A medical emergency like a heart attack or stroke, sepsis is a serious condition caused by the body’s overwhelming immune response to infection. “Your whole system basically goes into an inflammatory state and starts to attack itself instead of protecting itself,” Ms. Stromoski explains.
Without timely recognition of symptom onset and appropriate treatment with antibiotics, sepsis can progress very quickly to severe sepsis or septic shock, causing organ damage or failure. Death occurs in up to 50 percent of the cases. Those who survive may suffer long-term complications.
“A lot of these patients sometimes end up not being able to return to the same baseline neurological status,” says Ms.
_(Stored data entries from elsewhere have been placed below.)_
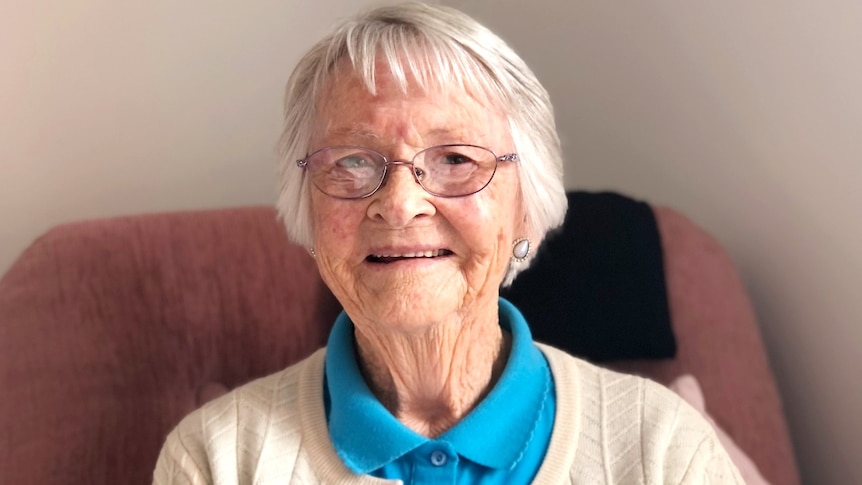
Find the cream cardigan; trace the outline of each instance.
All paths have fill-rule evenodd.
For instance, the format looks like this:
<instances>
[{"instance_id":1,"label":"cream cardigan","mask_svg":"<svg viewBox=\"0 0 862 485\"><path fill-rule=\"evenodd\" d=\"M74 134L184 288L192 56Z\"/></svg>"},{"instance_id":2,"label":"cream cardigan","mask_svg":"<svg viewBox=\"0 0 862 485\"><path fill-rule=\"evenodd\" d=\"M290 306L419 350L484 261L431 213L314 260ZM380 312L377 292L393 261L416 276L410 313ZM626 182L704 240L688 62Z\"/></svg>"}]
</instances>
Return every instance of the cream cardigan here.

Stromoski. “Maybe they are ventilator dependent and cannot breathe on their own. Maybe they now need lifetime dialysis because their kidneys have been destroyed.”
Focused on the patient
At Shadyside, the Sepsis Program is built on nurses’ skill in observing their patients attentively. “Nurses are on the front lines,” says Dr. McComb. “Sepsis can have very subtle changes that occur over time. It really comes down to the nurse and critical thinking skills on assessing the patient.”
“All the technology in the world cannot really assess a human like another human can,” believes Ms. Stromoski, a former ICU nurse.
She began the program by coordinating a hospital-wide, multidisciplinary sepsis committee, which developed evidence-based, protocol-driven orders for intervening. A nurse-driven sepsis screening process was also developed.
Unit by unit, she educated nurses. A Sepsis Team is now available to respond rapidly to a patient’s bedside to provide timely, life-saving interventions, including antibiotics within the first hour of recognition.
“I think we are one of the few institutions that can get antibiotics to patients within this time frame,” says Ms. Stromoski. “I credit that to our phenomenal pharmacy.”